One series shows a pile of horse bones on the dirt floor of a barn. Others were found beside a pasture barren of grass and lined with birch trees stripped of bark.
“The entrance to the barn and the barn itself had bones present; a scapula, a vertebra and several other bones were seen,” veterinarian Suzanne B. Russell said in the statement she gave to the Essex County Sheriff’s Office after viewing the situation at Wing and a Prayer Farm off Route 22 in Essex on Sept. 18.
A total of 28 horses were removed from the farm that day; 13 others that could not be caught were taken away the following day.
The Essex County District Attorney’s Office is bringing a criminal case against Shelley Wing, 59, and now her daughter Emily Wing, 20, for allegedly not properly caring for and feeding the herd, which ran unmanaged on the farm.
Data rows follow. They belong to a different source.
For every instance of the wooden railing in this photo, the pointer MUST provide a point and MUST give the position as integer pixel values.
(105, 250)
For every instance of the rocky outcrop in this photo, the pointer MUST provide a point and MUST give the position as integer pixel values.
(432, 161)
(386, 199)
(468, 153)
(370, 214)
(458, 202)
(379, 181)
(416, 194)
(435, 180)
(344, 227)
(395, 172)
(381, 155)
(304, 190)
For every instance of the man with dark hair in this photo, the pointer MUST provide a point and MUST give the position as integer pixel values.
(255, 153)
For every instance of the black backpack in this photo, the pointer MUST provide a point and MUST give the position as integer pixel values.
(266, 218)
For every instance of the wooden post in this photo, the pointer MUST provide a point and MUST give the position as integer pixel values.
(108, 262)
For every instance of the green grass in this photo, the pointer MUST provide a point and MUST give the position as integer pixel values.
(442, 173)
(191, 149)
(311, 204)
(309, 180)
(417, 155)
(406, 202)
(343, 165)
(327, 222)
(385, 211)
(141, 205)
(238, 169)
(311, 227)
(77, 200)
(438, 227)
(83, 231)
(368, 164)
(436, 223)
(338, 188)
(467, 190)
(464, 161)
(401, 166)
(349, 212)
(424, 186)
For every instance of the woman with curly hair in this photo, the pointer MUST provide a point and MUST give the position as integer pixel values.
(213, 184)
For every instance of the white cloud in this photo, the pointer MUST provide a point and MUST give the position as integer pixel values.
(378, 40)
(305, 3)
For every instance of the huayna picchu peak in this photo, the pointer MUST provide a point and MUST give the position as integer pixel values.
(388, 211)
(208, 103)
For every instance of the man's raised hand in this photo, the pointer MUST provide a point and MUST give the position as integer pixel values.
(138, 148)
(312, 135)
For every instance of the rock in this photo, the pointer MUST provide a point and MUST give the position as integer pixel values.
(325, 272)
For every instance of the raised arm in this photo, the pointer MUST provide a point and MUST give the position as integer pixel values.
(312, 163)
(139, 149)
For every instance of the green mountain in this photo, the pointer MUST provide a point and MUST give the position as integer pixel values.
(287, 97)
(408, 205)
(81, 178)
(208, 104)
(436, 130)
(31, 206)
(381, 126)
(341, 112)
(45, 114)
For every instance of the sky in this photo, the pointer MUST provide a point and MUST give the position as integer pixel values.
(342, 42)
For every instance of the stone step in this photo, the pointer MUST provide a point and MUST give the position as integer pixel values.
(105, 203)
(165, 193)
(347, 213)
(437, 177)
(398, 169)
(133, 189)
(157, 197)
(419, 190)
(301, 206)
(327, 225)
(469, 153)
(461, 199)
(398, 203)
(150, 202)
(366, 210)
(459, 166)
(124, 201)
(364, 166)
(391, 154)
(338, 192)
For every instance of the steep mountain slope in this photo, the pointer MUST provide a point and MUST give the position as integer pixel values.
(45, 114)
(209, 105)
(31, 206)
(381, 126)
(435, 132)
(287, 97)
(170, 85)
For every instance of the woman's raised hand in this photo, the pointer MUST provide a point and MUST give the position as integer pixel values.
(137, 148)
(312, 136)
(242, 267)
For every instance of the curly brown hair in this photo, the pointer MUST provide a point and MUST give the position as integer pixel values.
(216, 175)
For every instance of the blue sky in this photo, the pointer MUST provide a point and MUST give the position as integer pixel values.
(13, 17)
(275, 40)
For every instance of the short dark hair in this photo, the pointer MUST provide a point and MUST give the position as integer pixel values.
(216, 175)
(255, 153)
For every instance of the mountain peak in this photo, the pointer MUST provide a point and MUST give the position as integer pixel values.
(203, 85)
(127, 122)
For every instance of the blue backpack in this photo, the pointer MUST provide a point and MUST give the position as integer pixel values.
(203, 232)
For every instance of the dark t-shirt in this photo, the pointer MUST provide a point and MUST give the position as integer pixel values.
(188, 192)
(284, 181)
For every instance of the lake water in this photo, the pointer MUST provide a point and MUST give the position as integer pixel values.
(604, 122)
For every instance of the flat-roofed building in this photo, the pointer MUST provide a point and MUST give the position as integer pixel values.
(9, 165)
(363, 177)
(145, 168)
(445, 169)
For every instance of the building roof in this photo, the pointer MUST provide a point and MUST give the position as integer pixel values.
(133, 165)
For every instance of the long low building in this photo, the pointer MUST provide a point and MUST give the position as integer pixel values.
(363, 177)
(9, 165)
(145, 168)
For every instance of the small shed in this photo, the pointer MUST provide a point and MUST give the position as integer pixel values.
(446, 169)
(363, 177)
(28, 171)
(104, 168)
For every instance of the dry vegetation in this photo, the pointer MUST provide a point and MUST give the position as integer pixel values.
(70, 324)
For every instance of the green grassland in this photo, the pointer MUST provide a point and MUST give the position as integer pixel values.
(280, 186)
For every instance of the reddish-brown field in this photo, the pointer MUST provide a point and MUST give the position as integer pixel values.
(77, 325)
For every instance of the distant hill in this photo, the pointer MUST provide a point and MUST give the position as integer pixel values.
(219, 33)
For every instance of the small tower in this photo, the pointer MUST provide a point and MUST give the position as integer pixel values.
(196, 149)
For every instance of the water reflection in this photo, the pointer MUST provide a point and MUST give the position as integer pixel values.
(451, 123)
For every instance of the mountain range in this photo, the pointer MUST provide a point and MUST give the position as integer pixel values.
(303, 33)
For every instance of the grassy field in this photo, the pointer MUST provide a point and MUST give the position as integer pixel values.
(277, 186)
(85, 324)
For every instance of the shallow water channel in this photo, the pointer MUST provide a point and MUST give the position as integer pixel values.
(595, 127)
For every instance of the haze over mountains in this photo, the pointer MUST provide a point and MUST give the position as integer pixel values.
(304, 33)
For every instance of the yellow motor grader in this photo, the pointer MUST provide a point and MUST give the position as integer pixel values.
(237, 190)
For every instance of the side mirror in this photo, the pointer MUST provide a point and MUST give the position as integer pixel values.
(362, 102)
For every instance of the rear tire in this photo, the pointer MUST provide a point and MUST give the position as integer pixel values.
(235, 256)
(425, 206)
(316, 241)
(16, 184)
Photographs and veterinarian statements fill two boxes, chronicling condition of the 41 horses seized over the course of two days.
Neither Shelley nor Emily appeared at the hearing in Essex Town Court on Monday.
“She (Shelley) will not be coming,” Essex Town Justice Stephen Sayward said. “It was requested by the public defender.”
A phone number for the Wing farm has been disconnected, so they could not be reached for comment.
The hearing brought criminal charges against both women, a total of 41 misdemeanor counts each of failure to provide sustenance.
Responding to a Freedom of Information Act request, Sayward granted the Press-Republican access to depositions, horse evaluations and photos taken to document the case.
Evidence of food for the 41 horses kept on 20 acres there was sparse, Russell said in her statement.
“I did not see remnants of hay on the ground in any pasture,” Russell said. “Nor did I see any remnants of grain in any bucket in the barn or field.”